The main thing I’m learning from this thread is that a surprising number of people don’t shut their machines down when they’re done using them. Which is wild to me.
A lot of modern windows laptop don’t let you shut them down.
They use something called Windows Hybrid Sleep and it should be illegal. Selecting shut down in windows will keep the machine in a state where it will turn on at random times to check for updates. Especially fun whrn in your backpack creating a furnace.
I mean since the advent of SSDs I’ve not found the boot times of computers to be all that slow and I typically quite like coming back to a clean desktop on a new day rather than having junk from yesterday being thrown at me.
Even if the boot time is fast, you lose a lot of the program states. Not only it takes extra time to load those applications, it’s also a fair amount of effort to put everything back where it should be.

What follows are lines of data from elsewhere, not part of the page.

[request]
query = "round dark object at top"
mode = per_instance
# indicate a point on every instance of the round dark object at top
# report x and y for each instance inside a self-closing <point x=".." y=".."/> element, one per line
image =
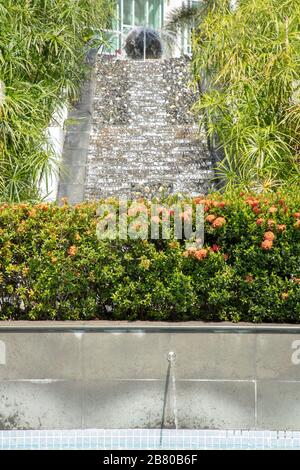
<point x="136" y="39"/>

If it was necessary to shut computers down, no problem, it’s not too much time and effort. But there’s normally no need to shut computers down, it’s just wasted time with no benefits (usually).
The main thing I’m learning from this thread is that a surprising number of people don’t shut their machines down when they’re done using them. Which is wild to me.
A lot of modern windows laptop don’t let you shut them down.
They use something called Windows Hybrid Sleep and it should be illegal. Selecting shut down in windows will keep the machine in a state where it will turn on at random times to check for updates. Especially fun whrn in your backpack creating a furnace.
Thankfully it can be disabled via AD policy.
Ah yeah I forgot about hybrid sleep as I turned if off years ago and forgot it existed. Such a nonsense feature.
Why would you? Sleep uses so little power and the resume is instant.
If it wasn’t for S0 standby being such a piece of shit I’d never shutdown my computer unless it was for an update or hardware maintenance.
I mean since the advent of SSDs I’ve not found the boot times of computers to be all that slow and I typically quite like coming back to a clean desktop on a new day rather than having junk from yesterday being thrown at me.
Even if the boot time is fast, you lose a lot of the program states. Not only it takes extra time to load those applications, it’s also a fair amount of effort to put everything back where it should be.
If it was necessary to shut computers down, no problem, it’s not too much time and effort. But there’s normally no need to shut computers down, it’s just wasted time with no benefits (usually).
See I want all the junk from yesterday.
Just like the brain computers need off-time to calm their electrons and unflip their bits.
/s but a lot of issues really are solved by a reboot
To be fair I don’t always use it like that but suspend is convenient if I have a continuous work that is scattered all around.